Schlafly rejected such nominalism in favor of a classical, Judeo-Christian account of the person. Hence, labeling her conservative argument as a form of “identity politics” is equivocal at best and obscures more than it reveals. The more salient point is that Schlafly’s argument totally upends both the feminist and identitarian critique of domestic life as oppressive drudgery and the promotion of professional life as liberation. As Schlafly articulated, the defense of female privilege to be free from the drudgery of the office came packaged with men’s embracing that same drudgery, as a sacrifice made for the good of their wives and children. This, she argued, was because we inherited the tradition of Christian chivalry, which framed male strength as vocationally directed toward sacrifice for the protection of women and children. She thus defended a hierarchy in which men are vocationally subordinated to women, because life outside the home is ordered to the life within the home. Schlafly demonstrated that the traditional family wasn’t the oppressive hierarchy that the feminists imagined it was, nor was it an institution that could be explained in the cramped terms of power and identity.

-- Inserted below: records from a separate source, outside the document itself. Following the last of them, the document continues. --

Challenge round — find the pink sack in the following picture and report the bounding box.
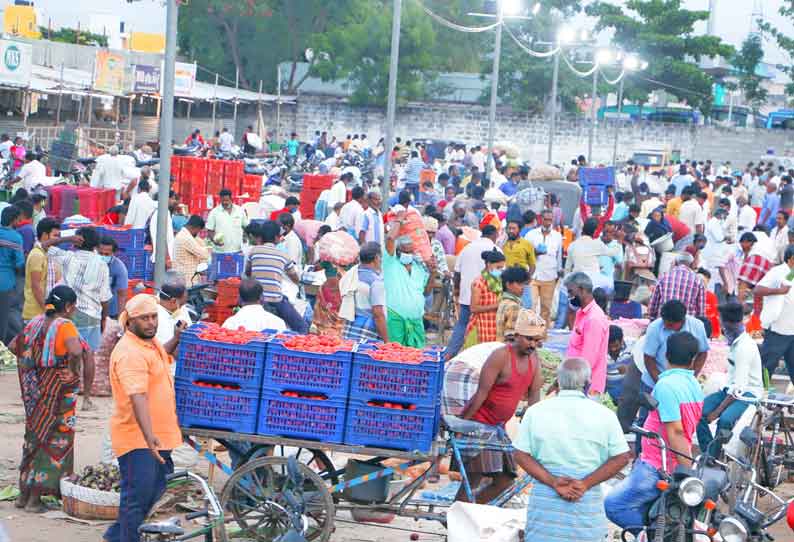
[316,231,359,266]
[294,219,325,248]
[397,211,433,264]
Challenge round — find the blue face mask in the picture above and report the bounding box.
[399,253,414,265]
[490,269,503,279]
[100,255,112,264]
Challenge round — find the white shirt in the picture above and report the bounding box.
[737,205,757,232]
[565,235,606,275]
[525,227,562,282]
[361,207,385,244]
[454,237,498,305]
[155,304,192,349]
[471,151,486,171]
[149,211,175,261]
[0,140,12,159]
[18,160,46,192]
[327,180,347,210]
[679,199,705,232]
[124,191,157,229]
[324,211,342,230]
[223,304,286,332]
[90,154,128,191]
[758,263,794,335]
[339,200,365,235]
[726,332,764,398]
[770,225,790,264]
[219,131,234,152]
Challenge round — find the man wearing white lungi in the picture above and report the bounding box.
[513,358,631,542]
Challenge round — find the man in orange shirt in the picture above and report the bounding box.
[105,294,182,542]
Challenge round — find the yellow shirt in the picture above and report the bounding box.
[109,331,182,458]
[22,246,47,320]
[666,197,683,218]
[503,238,536,270]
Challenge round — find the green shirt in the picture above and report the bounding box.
[382,251,429,320]
[513,390,629,474]
[206,204,249,254]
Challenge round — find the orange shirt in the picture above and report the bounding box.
[109,331,182,458]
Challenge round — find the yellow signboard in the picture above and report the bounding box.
[94,50,126,95]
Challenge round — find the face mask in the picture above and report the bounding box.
[723,321,744,344]
[100,255,112,264]
[569,295,582,308]
[399,253,414,265]
[490,269,503,279]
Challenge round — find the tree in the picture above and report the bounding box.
[39,26,108,47]
[732,34,768,124]
[759,1,794,99]
[309,2,441,106]
[586,0,734,114]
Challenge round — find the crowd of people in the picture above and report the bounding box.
[5,128,794,542]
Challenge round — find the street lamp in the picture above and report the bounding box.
[612,54,646,165]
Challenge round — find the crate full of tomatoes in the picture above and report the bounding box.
[257,389,347,444]
[175,323,270,390]
[175,378,260,434]
[350,342,443,409]
[263,334,355,399]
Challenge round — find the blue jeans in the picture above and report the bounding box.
[554,287,569,329]
[604,459,662,535]
[521,285,533,309]
[446,304,471,359]
[696,389,750,456]
[105,449,174,542]
[77,325,102,351]
[265,297,308,334]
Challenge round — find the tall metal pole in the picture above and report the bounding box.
[381,0,402,210]
[547,48,560,165]
[154,0,178,286]
[485,2,503,180]
[612,76,624,166]
[256,80,263,135]
[56,64,64,125]
[233,67,239,126]
[211,73,218,133]
[587,66,598,164]
[276,66,282,144]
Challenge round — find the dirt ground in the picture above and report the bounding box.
[1,369,792,542]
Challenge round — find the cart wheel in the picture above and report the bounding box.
[271,446,340,486]
[220,456,334,542]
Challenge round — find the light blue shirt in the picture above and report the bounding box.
[611,201,629,222]
[382,251,428,319]
[641,316,710,388]
[599,239,624,280]
[514,390,629,473]
[404,157,426,185]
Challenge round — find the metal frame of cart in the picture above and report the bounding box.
[182,427,533,541]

We are led to the conclusion that the conservative critique of identity politics remains unhypocritically available to the conservative, at least insofar as conservatism is grounded upon a Judeo-Christian philosophical-theological anthropology. Why? Its account of “gender essentialism” does not subvert and destroy the possibility of reasoned deliberation. The Judeo-Christian philosophical anthropology keeps intact the very ground upon which democratic deliberation can take place, namely, that our common human nature is endowed with the powers of intellect and will. These are oriented toward truth and goodness, but they are also fallible, such that space remains for pluralism and reasoned disagreement.

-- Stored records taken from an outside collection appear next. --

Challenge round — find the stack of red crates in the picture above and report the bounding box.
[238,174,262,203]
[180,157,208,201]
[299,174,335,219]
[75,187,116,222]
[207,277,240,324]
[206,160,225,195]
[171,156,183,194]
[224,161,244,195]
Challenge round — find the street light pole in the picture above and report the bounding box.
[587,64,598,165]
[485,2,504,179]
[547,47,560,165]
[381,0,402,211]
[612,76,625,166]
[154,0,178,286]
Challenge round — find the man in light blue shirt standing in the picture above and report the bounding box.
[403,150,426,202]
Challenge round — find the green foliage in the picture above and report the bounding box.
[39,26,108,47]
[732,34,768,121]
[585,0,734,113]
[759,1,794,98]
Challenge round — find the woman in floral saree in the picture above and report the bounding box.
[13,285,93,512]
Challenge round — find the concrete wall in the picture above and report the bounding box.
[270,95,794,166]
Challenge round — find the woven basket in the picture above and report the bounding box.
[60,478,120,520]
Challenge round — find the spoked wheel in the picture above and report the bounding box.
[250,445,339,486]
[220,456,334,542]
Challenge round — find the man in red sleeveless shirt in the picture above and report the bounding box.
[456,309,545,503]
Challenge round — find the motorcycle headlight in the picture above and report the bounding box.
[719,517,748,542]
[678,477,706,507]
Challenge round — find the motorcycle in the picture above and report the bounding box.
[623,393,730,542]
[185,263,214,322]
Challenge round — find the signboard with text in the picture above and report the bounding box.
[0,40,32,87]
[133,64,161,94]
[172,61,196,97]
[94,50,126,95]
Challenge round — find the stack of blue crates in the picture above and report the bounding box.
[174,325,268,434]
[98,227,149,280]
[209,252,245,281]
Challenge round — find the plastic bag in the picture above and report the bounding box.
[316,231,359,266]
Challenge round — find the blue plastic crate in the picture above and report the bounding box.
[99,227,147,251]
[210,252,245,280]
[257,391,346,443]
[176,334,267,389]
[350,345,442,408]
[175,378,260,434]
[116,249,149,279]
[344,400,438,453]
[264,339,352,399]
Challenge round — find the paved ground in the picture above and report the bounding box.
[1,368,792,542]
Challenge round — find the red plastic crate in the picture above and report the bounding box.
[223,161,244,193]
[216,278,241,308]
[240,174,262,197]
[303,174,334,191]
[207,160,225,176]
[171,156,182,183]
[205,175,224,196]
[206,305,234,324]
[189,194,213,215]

To all of this, Hawley has a reply. He expresses skepticism at the idea that metaphysical foundations really make all that much difference to conservatism. Hawley says that conservatives could concede postmodern constructionist theories of social reality, and then simply defend the “social constructions” that they like—such as traditional family structures, masculinity, and femininity—on empirical grounds as conducing to most people’s happiness.
While Hawley’s reference to the social science data supporting the traditional family is welcome, I don’t think conservatives should accept this invitation. We cannot avoid the metaphysical questions any more than social constructions can avoid the test of truth. Consider that the “use” value of a social construction does not tell us its “truth” value. There could be useful social practices that would fail the test of truth. Imagine that a law enforcement agency created an institution that randomly selected an innocent person at certain time intervals to falsely frame for conspiring to commit some crime that we wanted to deter (e.g., mass shootings), then severely publicly tortured and executed him. And suppose that the practice had a demonstrated effect of deterring that crime and saving thousands of innocent lives. No amount of good social effects would change the fact that the institution was built on a lie. And the conservative believes, I think correctly, that it is better not to live by lies.
While I have focused here on some of my disagreements with Hawley, I do not mean to suggest that conservatives should not read the book, nor that it does not make many cogent observations, nor that it does not significantly contribute to our understanding of conservatism. The future of conservatism remains uncertain. This book illuminates the path the modern conservative movement has taken heretofore and therefore will be an important aid to conservatism’s ongoing quest for self-definition.